ExecuTorch is a lightweight C++ runtime for deploying PyTorch models on mobile, embedded, and edge hardware. It provides an ahead-of-time compilation pipeline that exports, quantizes, and lowers model graphs into compact serialized programs, then executes them through a minimal runtime with hardware acceleration and on-device large language model inference capabilities.
The project distinguishes itself through a hardware accelerator delegate system that partitions model subgraphs and offloads computation to specialized backends including NPUs, GPUs, and DSPs from Apple, Arm, Intel, MediaTek, Qualcomm, and Samsung. It supports autoregressive text generation with tokenization, KV cache management, and streaming output, alongside multi-language runtime bindings for Java, Kotlin, Objective-C, and C++. Operator-level profiling and debugging tools capture execution traces and link them back to original source code for performance analysis.

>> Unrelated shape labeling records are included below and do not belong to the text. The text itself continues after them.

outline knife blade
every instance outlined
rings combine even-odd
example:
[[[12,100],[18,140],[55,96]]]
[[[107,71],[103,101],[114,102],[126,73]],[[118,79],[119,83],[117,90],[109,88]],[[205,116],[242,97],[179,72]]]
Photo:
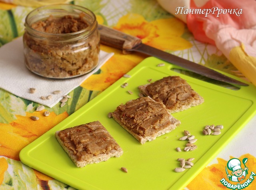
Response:
[[[100,43],[122,50],[124,54],[132,51],[142,53],[211,79],[242,86],[248,85],[214,70],[143,44],[141,40],[136,37],[100,24],[98,29]]]

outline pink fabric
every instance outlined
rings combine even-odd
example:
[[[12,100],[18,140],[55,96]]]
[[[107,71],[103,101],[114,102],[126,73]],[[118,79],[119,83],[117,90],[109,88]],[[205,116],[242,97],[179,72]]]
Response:
[[[215,44],[213,34],[220,29],[216,26],[224,25],[240,30],[251,29],[256,30],[256,1],[255,0],[209,0],[201,9],[212,9],[216,7],[219,9],[232,10],[242,8],[242,14],[240,16],[236,14],[210,14],[206,17],[204,14],[189,14],[187,17],[188,27],[195,38],[199,40]],[[190,8],[198,8],[193,0],[191,0]],[[237,12],[237,11],[236,11]],[[211,27],[212,25],[212,27]]]

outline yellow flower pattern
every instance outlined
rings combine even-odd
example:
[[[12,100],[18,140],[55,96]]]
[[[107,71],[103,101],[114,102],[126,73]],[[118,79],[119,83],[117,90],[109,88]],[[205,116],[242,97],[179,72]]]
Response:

The platform covers model export and optimization through PyTorch export, quantization to lower-bit representations, static memory planning, and custom compiler passes. It includes capabilities for image preprocessing, multimodal and audio model inference, and decoding vision model outputs into task-specific results. Tensor management, platform abstraction, and extensibility mechanisms allow adding custom backends, kernels, and compiler passes.
Documentation covers building from source, cross-compilation for embedded targets and iOS, and integration with Android and iOS frameworks through platform-specific APIs.